Always make those above you feel comfortably superior. In your desire to please and impress them, do not go too far in displaying your talents, or you might accomplish the opposite: inspiring fear and insecurity. Make your masters appear more brilliant than they are, and you will attain the heights of power.

The Case of Nicolas Fouquet

Nicolas Fouquet was Louis XIV’s finance minister. He was the type of man who loved lavish parties, beautiful women, poetry, and money. He was very clever and indispensable to the King. In the year 1661, Jules Mazarin, the Prime Minister, died. Usually, when a Prime Minister passes away, the finance minister is expected to be the next in line for the position. However, the King decided to abolish the office entirely.

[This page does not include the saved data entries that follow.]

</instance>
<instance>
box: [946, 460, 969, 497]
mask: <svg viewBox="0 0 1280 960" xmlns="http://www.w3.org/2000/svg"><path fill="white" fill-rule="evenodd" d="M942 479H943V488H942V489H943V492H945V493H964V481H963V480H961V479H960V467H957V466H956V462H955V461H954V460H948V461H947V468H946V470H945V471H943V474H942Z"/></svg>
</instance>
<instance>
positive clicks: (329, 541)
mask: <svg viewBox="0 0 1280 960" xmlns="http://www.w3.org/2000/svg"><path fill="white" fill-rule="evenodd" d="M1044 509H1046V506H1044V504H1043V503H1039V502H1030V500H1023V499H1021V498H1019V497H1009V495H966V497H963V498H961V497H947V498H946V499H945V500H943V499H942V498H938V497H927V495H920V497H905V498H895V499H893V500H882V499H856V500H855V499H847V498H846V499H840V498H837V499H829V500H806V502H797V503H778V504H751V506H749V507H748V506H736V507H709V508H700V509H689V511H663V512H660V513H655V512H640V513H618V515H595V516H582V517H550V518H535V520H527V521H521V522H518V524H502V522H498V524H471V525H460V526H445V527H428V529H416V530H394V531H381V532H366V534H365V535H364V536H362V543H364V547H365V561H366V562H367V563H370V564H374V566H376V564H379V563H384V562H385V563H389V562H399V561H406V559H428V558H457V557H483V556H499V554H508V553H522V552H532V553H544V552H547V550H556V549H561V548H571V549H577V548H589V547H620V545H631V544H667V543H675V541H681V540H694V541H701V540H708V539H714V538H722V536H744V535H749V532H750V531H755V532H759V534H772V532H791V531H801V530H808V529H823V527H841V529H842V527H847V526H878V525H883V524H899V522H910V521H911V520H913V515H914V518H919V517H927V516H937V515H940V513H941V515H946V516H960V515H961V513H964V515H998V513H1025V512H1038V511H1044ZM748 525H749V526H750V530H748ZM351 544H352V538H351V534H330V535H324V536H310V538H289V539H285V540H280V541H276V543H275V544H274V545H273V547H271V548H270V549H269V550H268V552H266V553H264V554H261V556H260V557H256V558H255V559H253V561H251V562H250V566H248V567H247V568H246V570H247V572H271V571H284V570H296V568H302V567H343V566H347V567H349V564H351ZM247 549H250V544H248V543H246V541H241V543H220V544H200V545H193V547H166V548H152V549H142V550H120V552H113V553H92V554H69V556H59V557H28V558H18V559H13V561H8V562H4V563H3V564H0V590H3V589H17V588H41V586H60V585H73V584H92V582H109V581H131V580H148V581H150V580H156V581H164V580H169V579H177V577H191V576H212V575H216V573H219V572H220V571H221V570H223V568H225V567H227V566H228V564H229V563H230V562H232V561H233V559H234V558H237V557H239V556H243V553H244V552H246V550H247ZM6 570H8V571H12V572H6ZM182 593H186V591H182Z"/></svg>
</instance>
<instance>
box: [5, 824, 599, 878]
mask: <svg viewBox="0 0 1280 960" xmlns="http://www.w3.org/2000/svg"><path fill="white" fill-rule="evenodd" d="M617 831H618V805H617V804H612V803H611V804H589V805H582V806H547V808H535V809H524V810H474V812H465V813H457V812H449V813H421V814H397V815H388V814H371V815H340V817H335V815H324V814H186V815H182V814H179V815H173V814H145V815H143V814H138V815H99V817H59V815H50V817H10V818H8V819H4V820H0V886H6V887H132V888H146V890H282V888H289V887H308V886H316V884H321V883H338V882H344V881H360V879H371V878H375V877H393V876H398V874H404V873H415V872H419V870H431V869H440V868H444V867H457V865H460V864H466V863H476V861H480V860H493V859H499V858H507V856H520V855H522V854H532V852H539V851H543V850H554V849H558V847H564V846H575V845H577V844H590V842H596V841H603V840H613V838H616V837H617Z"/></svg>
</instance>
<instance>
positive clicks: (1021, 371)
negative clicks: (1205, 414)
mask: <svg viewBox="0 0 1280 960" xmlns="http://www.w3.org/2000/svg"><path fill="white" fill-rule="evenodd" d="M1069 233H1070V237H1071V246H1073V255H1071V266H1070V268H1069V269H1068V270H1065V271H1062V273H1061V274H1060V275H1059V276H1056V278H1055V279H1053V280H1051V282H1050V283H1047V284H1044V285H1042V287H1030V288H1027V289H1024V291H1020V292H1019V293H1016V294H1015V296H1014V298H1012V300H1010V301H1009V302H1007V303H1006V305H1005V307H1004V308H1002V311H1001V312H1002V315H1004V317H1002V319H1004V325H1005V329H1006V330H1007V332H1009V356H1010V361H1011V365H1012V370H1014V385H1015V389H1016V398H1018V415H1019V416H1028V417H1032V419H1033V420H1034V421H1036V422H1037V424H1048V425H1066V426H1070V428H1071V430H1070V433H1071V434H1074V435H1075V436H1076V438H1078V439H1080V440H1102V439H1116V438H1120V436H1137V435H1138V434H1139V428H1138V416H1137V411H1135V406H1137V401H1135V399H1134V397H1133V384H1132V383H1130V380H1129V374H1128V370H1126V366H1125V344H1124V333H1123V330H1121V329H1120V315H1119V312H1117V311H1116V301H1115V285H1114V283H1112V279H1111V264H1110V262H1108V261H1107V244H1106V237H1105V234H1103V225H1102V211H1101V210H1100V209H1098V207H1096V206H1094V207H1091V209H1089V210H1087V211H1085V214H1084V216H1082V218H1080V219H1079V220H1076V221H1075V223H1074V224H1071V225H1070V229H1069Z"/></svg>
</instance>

Fouquet was very disappointed by this. He decided to impress the King by hosting a lavish party in his honor. He arranged the most luxurious event of that era and used his influence to invite the greatest minds of the time. The party went exceptionally well; Fouquet even paid tribute to the King by having songs composed for him. The event became a hot topic of discussion everywhere.

The Consequences

But there was a twist: Fouquet was arrested the very next day by King Louis XIV’s soldiers. The reason? It was because the party went too well. It was the greatest celebration of its time, leading to rumors that it surpassed the King’s own standards. People even began to whisper that Fouquet was superior to Louis XIV.

Louis XIV was an arrogant man who placed himself above everyone else. Naturally, this event bruised his ego because people suggested he was no better than Fouquet. To rectify this, the King fabricated a reason to arrest him, claiming Fouquet had illegally used money from the treasury to fund the party. Consequently, the man who tried to outshine his master ended up losing all the power he possessed.